MS also needs to deliver product CD's at a particular patch level so that newly built systems by default have many of the patches. PC vendors handle this somewhat by generally providing a "system restore" disk that is at a certain patch level, but MS really should consider quarterly releases of their supported operating systems. By this I don't mean a patch CD, but an actual OS CD with all the patches built in (sort of like "WinXP (Q3 - 2004)" or something like that).
As for patch sizes, I agree that you have to look at patches beyond the kernel when considering the size. While these may be more critical, you certainly want to update everything typically on the system. While you may patch the core patches first, your likely to secure the entire system.
Out of curiosity I checked the Solaris 8 & 9 recommended patch sets and they were at 138MB and 122MB respectively. I'm sure MS could get to this size if they started to obsolete patches more regularly instead of holding back to the all encompassing service pack.

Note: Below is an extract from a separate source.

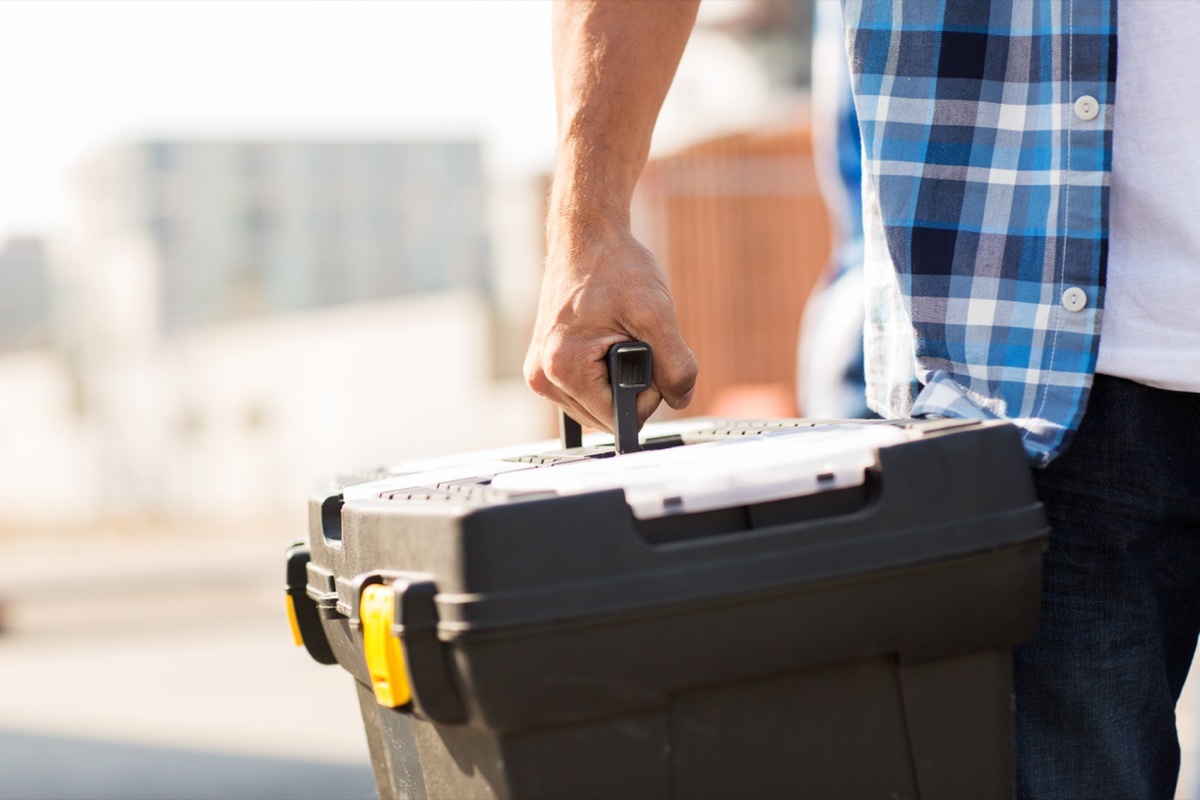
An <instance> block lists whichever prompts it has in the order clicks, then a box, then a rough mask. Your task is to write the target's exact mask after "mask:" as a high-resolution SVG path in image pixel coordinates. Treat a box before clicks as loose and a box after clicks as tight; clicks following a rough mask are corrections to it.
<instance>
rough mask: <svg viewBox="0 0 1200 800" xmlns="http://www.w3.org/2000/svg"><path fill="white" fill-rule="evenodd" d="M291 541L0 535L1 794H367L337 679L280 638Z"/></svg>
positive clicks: (216, 798)
mask: <svg viewBox="0 0 1200 800" xmlns="http://www.w3.org/2000/svg"><path fill="white" fill-rule="evenodd" d="M295 534H302V531H296V530H280V529H278V528H277V527H276V528H275V529H271V528H270V527H262V528H257V529H254V528H250V527H246V528H241V527H239V528H238V529H224V530H222V529H221V528H216V529H215V530H192V531H185V530H178V529H166V530H156V529H152V528H146V527H143V525H138V527H136V528H134V529H133V530H132V531H126V533H112V531H109V533H104V531H92V534H85V533H71V534H40V535H37V536H32V535H29V536H23V535H19V534H17V533H12V531H6V533H2V534H0V599H2V600H4V604H5V620H4V624H5V630H4V632H2V633H0V799H2V800H32V799H41V798H44V799H47V800H49V799H52V798H53V799H55V800H92V799H96V800H101V799H109V798H112V799H114V800H115V799H118V798H120V799H122V800H124V799H136V798H146V799H149V798H156V799H161V800H185V799H196V800H208V799H218V798H222V799H226V798H227V799H230V800H259V799H262V800H290V799H296V800H300V799H308V798H312V799H314V800H317V799H323V798H338V799H341V798H344V799H347V800H353V799H356V798H361V799H368V798H374V794H376V793H374V783H373V781H372V777H371V769H370V760H368V756H367V747H366V740H365V736H364V733H362V724H361V721H360V718H359V712H358V703H356V699H355V692H354V684H353V679H352V678H350V676H349V675H347V674H346V673H344V670H342V669H341V668H337V667H323V666H320V664H318V663H316V662H314V661H312V660H311V658H310V657H308V655H307V654H306V652H305V651H304V650H302V649H298V648H295V646H294V645H293V643H292V633H290V630H289V627H288V622H287V614H286V612H284V601H283V564H284V561H283V554H284V549H286V546H287V542H288V540H289V539H290V537H293V535H295Z"/></svg>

Maybe someone in the embedded business can answer this, but why don't the cable modems that we all have to buy or rent for broadband COME WITH basic TCP drop functionality for incoming connenctions. You could make it port 80 configurable from the inside or even require that it be configued via the USB port to be more secure. that way, the 90% of folks who ahve no need for incoming connenctions would be fine, and the other 10% of us could figure out what settings we'd like to use.